Sunday, June 22, 2008

Online Books

They say the future of writing lies with online books: The ubiquitous ‘they’ again, the omniscient ‘they’. I don’t know about you, but paging down on a computer screen, or PDA or whatever other device is used doesn’t seem to be catching on; at least not so you’d notice. I’ve got books online, and the only remarkable thing about them is the lack of downloads. Of course this may be my fault, but I can’t help thinking the real reason is that most people would still rather hold a book in their hands; feel the weight of it, smell the paper, turn the pages, perhaps make notes in the margin. Online books are for certain kinds of information where we swoop around like birds of prey searching for tidbits, gathering text for specific purposes.
And what happens then? If you’re like me, and you probably are, you print it out to read at leisure. It comes back to the feel of paper in your hand.

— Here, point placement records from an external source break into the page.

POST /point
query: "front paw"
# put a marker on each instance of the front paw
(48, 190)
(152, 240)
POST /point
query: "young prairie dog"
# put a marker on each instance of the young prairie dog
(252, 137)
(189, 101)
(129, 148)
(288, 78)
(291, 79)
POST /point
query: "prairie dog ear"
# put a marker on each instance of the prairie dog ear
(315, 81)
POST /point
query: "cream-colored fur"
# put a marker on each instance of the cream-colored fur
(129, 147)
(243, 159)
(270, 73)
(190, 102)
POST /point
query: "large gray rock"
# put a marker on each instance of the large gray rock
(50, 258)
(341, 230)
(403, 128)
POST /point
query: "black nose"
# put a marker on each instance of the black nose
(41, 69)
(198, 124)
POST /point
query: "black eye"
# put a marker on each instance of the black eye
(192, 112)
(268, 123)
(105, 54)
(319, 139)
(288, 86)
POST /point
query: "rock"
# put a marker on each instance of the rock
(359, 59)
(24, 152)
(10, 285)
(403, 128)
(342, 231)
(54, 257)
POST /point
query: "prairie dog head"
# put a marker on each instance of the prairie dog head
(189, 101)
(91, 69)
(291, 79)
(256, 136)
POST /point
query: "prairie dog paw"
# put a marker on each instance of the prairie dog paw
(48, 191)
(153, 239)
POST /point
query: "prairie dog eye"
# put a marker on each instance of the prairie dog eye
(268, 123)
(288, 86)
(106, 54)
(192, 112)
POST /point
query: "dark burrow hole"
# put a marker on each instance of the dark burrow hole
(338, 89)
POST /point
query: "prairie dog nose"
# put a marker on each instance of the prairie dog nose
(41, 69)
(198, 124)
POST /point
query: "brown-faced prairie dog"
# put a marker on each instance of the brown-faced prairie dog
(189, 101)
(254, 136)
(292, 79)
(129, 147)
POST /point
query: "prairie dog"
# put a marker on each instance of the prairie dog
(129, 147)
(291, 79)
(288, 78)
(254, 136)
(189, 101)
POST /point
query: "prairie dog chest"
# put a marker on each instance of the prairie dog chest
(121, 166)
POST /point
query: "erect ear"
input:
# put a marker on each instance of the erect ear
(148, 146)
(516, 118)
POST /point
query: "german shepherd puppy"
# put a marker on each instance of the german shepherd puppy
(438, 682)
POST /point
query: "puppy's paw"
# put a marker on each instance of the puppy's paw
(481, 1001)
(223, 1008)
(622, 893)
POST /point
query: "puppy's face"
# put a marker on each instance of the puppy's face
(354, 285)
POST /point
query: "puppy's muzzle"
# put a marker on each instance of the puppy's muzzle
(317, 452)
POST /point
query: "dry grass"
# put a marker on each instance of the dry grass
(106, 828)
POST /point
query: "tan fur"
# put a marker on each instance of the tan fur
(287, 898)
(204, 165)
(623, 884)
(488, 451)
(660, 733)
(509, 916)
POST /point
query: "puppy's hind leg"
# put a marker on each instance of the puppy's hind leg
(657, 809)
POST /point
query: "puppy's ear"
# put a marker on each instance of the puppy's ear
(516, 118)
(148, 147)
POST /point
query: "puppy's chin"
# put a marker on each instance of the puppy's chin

I think the future of the printed book is pretty secure; at least until paper gets as expensive as gasoline.
As House of Anansi President, Sarah MacLachlan recently said, “The question you really have to ask yourself is, ‘Do people really want to read a 320-page book on a screen?’ There is not yet an interface that is pleasant enough to do that with. I might be naive, but I actually believe that once there is a device that can deal with a digital file like a book then we will come up with a solution to that problem.” She added “I don’t believe that we will be left in the dust.”

Wednesday, June 11, 2008

Letter Writing

Letter writing as a form of communication is to all intents dead and E-mail has delivered the coup de grace. Those who argue that E-mail has greatly enhanced the frequency with which we keep in touch don’t get it. Letters were a leisured form of written communication; they were snapshots of our lives, and required thought and some effort. They required paper, pen, envelopes, stamps and a trip to the postbox. E-mail on the other hand requires nothing but a few hurried words and a tap on the ‘send’ key. Presto, like lightning it arrives next door or at the other side of the world. And now there is ‘texting’ on cellphones which further reduces the message to minimalistic shorthand.
As a boy, I remember my grandfather retiring to his study after breakfast every day to write letters: to friends, family, his brothers in Canada and Sweden. They were letters about nothing and everything: his garden, his grandson, the state of the world, books he had read, of ships and shoes and sealing wax.
I wonder; does anyone still do that? Does anyone sit at a well-worn desk, slide a clean sheet of bond paper from a pigeon-hole and write, simply for the pleasure of communication?
Sadly, I doubt it, and I doubt they ever will again unless...and then they probably wouldn’t know how, because not only has the art of the letter vanished, but also the ability to write legibly, and the ability to compose a half-decent sentence.